Peppy Ronnie’s Pizza Party – This scene about a late-night arrest at a Chuck E. Cheese-style pizzeria is similar to last season’s “Space Pants,” insofar as a kitschy performance threatens to derail a criminal situation. This does not quite reach the stellar heights of Jonathan Comets, as the Peppy Ronnie’s crew is a lower-stakes distraction. But animatronic bands are hilarious enough on their own, and reactions from Kenan Thompson provide just the right sort of flavoring.
Aziz Ansari is a seasoned stand-up, which pretty much always guarantees a solid Monologue; I appreciate his advocacy for news reports of brown people eating nachos and changing scary-sounding Islam music to something Benny Hill-style… Bobby Moynihan’s Ganz, of Broderick & Ganz, is a kidney-less personal injury lawyer whose incompetence knows no bounds or predictability…The police Interrogation of a man who only kind of liked La La Land wins special recognition for clever comic exaggeration…Michael and Colin are on fire, post-Inauguration…Leslie Jones is more on topic than usual (despite Che’s hilarious “that was about Hidden Figures?” comment) as she examines where else African-American accomplishments are hidden and points out that the Predator is from space…Five Stars is an understated take on five-star culture, perhaps a response to a hysterical (though pointed) Black Mirror episode.
Beat the Bookworm – A genius whose job it is to be more knowledgeable than every contestant of a particular game show should really brush up on his pop culture. Literature is not the only medium through which insight can be gleaned. It is 2017, after all, thus Aziz Ansari’s bookworm should know what’s what. Of course, that is the joke, so that logic problem is not necessarily also a comedic problem, but it can be an issue when that joke is explained too obviously at the start of the sketch. However, that does not ruin the hilarity of guesses like “too legit to jive,” “don’t go chasing nugs,” and “Michael Jackson, King of the Jews.”
SNL’s own Olya Povlatsky joins Vlad Puty in A Paid Message from the Russian Federation; she gets her fish pension, we get our broad lunacy…Jake Rocheck’s report from the Friend Zone is as reductive as that concept often is, but the details are colorful…Melissa Villasenor shines with her Owen Wilson and Wanda Sykes impressions as she and Aziz Ansari struggle with absurd, often alarming dirty talk during their scheduled Sunday Sex.
To Sir with Love – It is times like these when I want to make clear that the segments I label “Leave It” are not necessarily bad or completely without merit. Rather, there is something fundamentally off or miscalculated that perhaps could have been corrected. Cecily Strong and Sasheer Zamata’s performance of the theme song from the 1959 Sidney Poitier/Lulu film as tribute to Obama is at first not comedic at all. Such total earnestness is odd when directed towards an outgoing president, even when it is as understandable in this case. The song concludes with a gift presentation, which brings up some awkwardness, and I wish there had been more of that. So, this wasn’t exactly bad, I just wish it had more room to make an impression.

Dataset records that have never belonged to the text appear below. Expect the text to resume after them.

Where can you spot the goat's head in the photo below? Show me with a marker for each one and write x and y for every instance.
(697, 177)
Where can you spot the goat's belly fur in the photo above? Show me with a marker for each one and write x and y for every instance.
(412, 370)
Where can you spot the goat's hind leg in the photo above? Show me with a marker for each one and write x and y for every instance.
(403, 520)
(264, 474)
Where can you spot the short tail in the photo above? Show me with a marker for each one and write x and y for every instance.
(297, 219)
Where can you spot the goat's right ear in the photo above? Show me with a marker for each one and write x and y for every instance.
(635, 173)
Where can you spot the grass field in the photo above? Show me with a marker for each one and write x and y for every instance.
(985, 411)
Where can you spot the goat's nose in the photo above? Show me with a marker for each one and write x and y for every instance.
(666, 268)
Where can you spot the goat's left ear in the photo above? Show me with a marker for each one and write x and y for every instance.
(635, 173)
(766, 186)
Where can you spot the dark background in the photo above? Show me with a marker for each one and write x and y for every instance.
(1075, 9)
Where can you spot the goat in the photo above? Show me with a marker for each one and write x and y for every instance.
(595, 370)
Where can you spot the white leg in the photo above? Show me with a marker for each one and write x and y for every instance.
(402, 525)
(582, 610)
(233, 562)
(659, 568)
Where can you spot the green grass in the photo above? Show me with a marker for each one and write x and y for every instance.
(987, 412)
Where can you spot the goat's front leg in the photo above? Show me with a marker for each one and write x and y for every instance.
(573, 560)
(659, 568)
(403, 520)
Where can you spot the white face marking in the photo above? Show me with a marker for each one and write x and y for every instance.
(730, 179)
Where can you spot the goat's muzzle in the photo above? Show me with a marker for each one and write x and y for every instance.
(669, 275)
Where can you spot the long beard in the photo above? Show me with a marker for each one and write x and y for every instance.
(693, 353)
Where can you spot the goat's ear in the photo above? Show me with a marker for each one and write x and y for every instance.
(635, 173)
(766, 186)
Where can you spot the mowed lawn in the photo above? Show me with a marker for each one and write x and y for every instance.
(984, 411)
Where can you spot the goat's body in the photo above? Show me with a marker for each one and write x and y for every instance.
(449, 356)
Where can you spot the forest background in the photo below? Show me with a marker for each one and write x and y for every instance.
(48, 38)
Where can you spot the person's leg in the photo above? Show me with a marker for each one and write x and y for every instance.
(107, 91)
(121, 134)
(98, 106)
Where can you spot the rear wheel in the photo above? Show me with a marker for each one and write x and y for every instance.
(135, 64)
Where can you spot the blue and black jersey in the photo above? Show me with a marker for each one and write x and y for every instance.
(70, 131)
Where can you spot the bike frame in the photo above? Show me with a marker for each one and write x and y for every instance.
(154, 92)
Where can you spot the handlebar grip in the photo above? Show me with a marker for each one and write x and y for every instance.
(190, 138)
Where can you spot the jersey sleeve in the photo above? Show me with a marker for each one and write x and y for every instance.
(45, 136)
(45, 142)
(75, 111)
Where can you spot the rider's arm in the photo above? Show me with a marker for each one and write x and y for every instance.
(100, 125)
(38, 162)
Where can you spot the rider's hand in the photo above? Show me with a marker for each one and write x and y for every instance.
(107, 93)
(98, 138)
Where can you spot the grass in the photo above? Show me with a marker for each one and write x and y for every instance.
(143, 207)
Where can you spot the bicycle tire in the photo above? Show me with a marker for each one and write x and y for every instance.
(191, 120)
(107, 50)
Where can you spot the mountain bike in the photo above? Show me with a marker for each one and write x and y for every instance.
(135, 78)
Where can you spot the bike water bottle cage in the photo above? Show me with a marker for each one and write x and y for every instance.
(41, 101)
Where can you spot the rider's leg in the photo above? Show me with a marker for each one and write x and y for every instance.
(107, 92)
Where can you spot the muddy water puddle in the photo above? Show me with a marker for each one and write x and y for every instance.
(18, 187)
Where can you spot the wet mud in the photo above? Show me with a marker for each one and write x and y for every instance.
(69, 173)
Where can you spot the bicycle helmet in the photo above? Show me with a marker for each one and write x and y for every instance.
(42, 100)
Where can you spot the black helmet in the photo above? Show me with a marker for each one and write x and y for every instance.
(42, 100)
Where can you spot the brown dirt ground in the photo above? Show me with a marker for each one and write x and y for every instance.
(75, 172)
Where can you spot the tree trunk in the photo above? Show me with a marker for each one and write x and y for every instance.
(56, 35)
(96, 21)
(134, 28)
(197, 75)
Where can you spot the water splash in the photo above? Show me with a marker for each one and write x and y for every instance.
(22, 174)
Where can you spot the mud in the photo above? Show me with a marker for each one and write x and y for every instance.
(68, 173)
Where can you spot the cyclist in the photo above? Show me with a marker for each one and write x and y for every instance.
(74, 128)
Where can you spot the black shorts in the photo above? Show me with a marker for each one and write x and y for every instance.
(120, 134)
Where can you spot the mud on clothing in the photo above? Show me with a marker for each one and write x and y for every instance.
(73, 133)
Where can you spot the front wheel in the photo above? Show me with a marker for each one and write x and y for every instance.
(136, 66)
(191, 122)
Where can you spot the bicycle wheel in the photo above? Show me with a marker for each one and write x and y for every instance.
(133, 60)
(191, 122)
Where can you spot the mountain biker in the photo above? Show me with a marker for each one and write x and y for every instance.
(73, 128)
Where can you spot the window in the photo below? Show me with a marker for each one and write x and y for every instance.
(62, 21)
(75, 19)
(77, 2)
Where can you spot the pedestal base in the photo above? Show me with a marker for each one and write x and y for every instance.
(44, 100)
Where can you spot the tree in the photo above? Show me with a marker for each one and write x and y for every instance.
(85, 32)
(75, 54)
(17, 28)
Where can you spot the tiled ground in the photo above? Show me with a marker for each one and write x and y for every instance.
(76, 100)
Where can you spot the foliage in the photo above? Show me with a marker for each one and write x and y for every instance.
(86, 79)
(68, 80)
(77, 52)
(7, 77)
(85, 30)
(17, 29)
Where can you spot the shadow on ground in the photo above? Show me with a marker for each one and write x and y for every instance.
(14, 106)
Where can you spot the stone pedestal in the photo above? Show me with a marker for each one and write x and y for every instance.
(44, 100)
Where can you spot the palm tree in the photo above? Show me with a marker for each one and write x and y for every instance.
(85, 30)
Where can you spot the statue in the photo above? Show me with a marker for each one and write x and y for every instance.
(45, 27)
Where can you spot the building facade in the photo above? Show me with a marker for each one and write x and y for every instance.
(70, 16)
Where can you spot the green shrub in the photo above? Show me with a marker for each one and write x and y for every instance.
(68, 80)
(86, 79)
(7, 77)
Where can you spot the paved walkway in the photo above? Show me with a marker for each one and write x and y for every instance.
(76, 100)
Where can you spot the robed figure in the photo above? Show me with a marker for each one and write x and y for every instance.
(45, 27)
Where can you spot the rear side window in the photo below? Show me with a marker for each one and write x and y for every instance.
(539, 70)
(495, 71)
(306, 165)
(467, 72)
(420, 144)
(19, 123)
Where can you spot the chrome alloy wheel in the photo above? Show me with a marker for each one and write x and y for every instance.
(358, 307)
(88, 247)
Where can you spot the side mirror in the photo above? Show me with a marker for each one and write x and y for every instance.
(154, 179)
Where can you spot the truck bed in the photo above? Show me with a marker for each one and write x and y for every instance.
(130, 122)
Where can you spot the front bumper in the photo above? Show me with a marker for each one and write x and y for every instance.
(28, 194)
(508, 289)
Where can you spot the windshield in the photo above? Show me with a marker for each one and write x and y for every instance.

Kellyanne Conway turns into Roxie Hart, and the idea that she did it all for the fame is well and good, but the actual performance is kind of bland.
Aziz Ansari’s specialties are conversational stand-up and whiny supporting characters. In this episode, he gets to play both, as well as he we expect him to. Apparently he is also great as an animatronic rock star – who knew? He kind of fades into the background a bit, but not in the way that hurts the show. That is an underrated quality in a host, but a valuable one nonetheless.
In his first number, “Bounce Back,” the erstwhile Sean Michael Leonard Anderson talks about taking “an L” the night before. In a New York state of mind, it sounds like he is talking about a subway ride, but as a Michigander, that L probably refers to “loss.” Either way, it is an endearing lyric. Big Sean strikes me as the sort of rapper whose rhymes are decent but who needs a really killer beat to take it to the next level, and those beats for his two songs here are not particularly special. Perhaps those more deeply steeped in hip-hip might be able to appreciate something that I am missing, so I will defer to them, but for now I must be honest about the lack that I notice.
I’ll be back in two weeks to let you know what I’m loving, keeping, and leaving from host Kristen Stewart and musical guest Alessia Cara.